Registry Boundaries and Consumer Contracts¶
Page Maps¶
graph LR
family["Reproducible Research"]
program["Deep Dive DVC"]
section["Promotion Registry Boundaries Auditability"]
page["Registry Boundaries and Consumer Contracts"]
capstone["Capstone evidence"]
family --> program --> section --> page
page -.applies in.-> capstone
flowchart LR
orient["Orient on the page map"] --> read["Read the main claim and examples"]
read --> inspect["Inspect the related code, proof, or capstone surface"]
inspect --> verify["Run or review the verification path"]
verify --> apply["Apply the idea back to the module and capstone"]
A registry boundary is where internal artifacts become named products.
It may be a model registry, a published directory, an object-store prefix, or a release record. The form can vary. The contract is stable:
Consumers use this named release surface, not arbitrary internal pipeline paths.
Registry boundaries protect consumers¶
Internal project structure changes often:
- stages are renamed
- feature paths move
- report generation changes
- intermediate outputs split or merge
- experiment candidates appear and disappear
Downstream consumers should not break every time internal structure improves.
A registry boundary gives them a smaller contract:
Consumers depend on incident-escalation/v1, not the internal training directory.
The registry should say what is supported¶
A registry entry should answer:
- what artifact or bundle is approved?
- which version is being consumed?
- which metadata travels with it?
- what compatibility or usage expectation exists?
- where is the audit trail?
If the registry only stores a model file, consumers may miss the parameters and metrics that explain it.
Do not leak exploratory state into the registry¶
Exploratory results can be useful without being registry-ready.
Keep out:
- candidate outputs without review
- debug plots
- old metric files
- internal cache files
- local notebook exports
- unreviewed model variants
The registry boundary should say "this is supported," not "this was nearby."
Consumer contract examples¶
Weak:
Use whatever model is in
outputs/latest/.
Stronger:
Use
publish/v1/model.jsonwith the matchingpublish/v1/params.yamlandpublish/v1/metrics.json; do not depend on files outsidepublish/v1/.
Stronger still:
Use registry entry
incident-escalation/v1; it contains a manifest, promoted model, release metrics, promoted parameters, and review link. Internal pipeline paths are not a supported interface.
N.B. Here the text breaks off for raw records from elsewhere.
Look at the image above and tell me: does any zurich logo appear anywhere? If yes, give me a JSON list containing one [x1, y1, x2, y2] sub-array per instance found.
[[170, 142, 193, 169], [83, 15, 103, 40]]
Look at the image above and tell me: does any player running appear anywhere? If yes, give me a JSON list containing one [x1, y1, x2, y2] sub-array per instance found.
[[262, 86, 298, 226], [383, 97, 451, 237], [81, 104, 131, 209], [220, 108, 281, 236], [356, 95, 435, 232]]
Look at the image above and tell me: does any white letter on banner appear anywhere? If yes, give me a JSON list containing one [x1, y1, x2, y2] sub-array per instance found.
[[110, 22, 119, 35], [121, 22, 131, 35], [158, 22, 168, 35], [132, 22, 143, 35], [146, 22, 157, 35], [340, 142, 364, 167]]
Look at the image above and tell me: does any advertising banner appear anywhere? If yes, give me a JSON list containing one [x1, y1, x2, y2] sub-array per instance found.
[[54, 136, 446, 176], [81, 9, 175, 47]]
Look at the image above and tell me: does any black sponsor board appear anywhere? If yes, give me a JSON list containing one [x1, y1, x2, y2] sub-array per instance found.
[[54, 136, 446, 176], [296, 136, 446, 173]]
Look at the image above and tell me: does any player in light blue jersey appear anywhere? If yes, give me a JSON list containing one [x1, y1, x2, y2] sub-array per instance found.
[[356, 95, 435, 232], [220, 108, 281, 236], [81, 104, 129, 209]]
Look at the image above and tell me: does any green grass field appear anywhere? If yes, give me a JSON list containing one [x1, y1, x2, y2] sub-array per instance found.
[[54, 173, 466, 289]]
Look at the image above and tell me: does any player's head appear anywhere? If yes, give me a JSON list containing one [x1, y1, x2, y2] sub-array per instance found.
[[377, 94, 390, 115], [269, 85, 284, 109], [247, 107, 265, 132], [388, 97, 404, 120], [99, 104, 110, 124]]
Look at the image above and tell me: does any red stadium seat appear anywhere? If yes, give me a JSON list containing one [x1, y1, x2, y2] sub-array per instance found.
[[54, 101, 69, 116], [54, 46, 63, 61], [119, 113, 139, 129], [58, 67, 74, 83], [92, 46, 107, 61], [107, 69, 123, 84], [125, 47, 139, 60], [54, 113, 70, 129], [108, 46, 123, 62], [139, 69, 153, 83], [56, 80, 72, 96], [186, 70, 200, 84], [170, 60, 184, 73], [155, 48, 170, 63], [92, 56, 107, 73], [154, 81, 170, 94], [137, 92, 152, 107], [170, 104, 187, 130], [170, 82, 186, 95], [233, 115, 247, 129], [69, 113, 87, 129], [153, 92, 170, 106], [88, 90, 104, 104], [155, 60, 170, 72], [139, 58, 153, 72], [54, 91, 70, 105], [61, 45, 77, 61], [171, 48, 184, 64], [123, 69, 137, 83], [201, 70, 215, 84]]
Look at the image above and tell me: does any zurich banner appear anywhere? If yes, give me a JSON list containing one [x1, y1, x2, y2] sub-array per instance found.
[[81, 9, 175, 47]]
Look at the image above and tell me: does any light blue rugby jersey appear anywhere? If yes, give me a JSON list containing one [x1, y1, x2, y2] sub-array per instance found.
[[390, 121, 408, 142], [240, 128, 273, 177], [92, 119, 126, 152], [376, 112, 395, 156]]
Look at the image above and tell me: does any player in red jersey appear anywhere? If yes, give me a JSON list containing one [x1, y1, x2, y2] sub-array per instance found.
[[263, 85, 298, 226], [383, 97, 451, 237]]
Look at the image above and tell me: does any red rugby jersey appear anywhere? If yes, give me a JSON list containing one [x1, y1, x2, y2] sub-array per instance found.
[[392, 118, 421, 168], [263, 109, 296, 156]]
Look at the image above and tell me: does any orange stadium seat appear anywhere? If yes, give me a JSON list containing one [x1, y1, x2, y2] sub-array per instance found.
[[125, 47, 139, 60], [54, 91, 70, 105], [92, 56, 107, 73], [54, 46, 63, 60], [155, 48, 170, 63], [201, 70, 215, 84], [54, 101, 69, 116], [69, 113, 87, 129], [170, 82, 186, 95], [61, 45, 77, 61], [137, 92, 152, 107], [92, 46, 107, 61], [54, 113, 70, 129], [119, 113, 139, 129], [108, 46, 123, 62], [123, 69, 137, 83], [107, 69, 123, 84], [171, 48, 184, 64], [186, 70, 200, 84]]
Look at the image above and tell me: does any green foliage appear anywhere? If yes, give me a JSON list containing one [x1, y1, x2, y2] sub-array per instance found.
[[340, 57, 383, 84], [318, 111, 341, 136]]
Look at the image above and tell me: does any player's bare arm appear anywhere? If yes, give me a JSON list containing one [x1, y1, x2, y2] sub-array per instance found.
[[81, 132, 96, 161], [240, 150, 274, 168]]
The last version gives consumers a clear contract and maintainers room to change internals.
Review checkpoint¶
You understand this core when you can:
- define the registry boundary for one promoted result
- explain what consumers are allowed to depend on
- keep exploratory or debug state out of the registry
- include metadata and audit evidence beside the artifact
- protect consumers from internal pipeline churn
A registry is not a storage drawer. It is a consumer-facing promise.